The next expense category that you should look at is entertainment. Many people feel this is a discretionary item, because you can give up entertainment if your expenses increase. I think some entertainment is important. Generally, dining out, movies, movie rentals, amusement parks are some of the things in this area. What can you do to keep your expenses low! If movies are important to you, see if you can buy group tickets, this can save you as much as 40%. Dining out expenses can be reduced using 2 for 1 coupons, or purchasing $25 coupons at a huge discount through restaurant.com, or take advantage of frequent diner programs. Keep in mind what is important about dining out; it is a social situation not a spending marathon. You can always go to a less expensive restaurant and still have a good time. The purchase of books, magazines, music, cigarettes and alcohol can be reduced by using Amazon, iTunes or Costco.

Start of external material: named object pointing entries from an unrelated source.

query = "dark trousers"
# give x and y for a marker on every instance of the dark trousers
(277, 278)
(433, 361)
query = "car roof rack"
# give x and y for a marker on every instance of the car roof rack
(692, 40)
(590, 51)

A review of all your insurance expenses is very important. Think about your deductible, raising it to $1,000 from $500 can save enough to make a difference. Review your coverage to make sure you have sufficient and the right coverage for you. This can be a hidden expense if you have a loss. Last, talk to your agent and see if you are with the best and least expensive company based on your needs. You can also check or confirm, by comparison shopping your various insurance needs on the Internet. Is there a Flexible Spending Account (FSA) available? Are you participating in the FSA plan? Using pre-tax dollars in a FSA is like getting a 15-35% bonus depending on your tax bracket. If your prescription plan allows you to use a mail away program, take advantage of the savings.
Take a look at all your loans (mortgage, auto, personal, student and HELOC) and make sure you have the lowest interest rate you qualify for. Who knows how long these low rates will be available? These small changes add up! Aside from a lower payment, you save interest and a shorter time period. If you cannot negotiate a better loan rate, consider paying off the highest interest rates first. If you have any debt on credit cards, transfer balances to lower interest cards. Don’t be complacent with your debt; you can do something about it!
One of the most overlooked areas is income. Can you get a second job? Are you eligible for overtime? Do you receive a large tax refund at the end of the year? Should you adjust your withholding so you can use it during the year? You can increase your 401K deduction, IRA or Roth IRA. You can change your investments that are not in a tax referred account to yield dividends that may be used as income. Being proactive with your expenses is important, don’t take it lightly. You can change or adjust income, savings and your retirement contributions.
I know I threw a lot of information at you between the two articles. You may feel a little overwhelmed, but don’t just sit there and do nothing! Your financial future requires you to take control of your income and expenses. To just fill out a spreadsheet or some budget form and not analyze your income and expenses is similar to rearranging the deck chairs on the Titanic. In case you forgot, the Titanic sank on April 15, 1912. I still believe budgeting is a waste of time unless you analyze your income and expenses. After you evaluate your financial situation, prepare your budget to achieve your financial goals. Review your budget regularly and adjust as necessary. Was this helpful?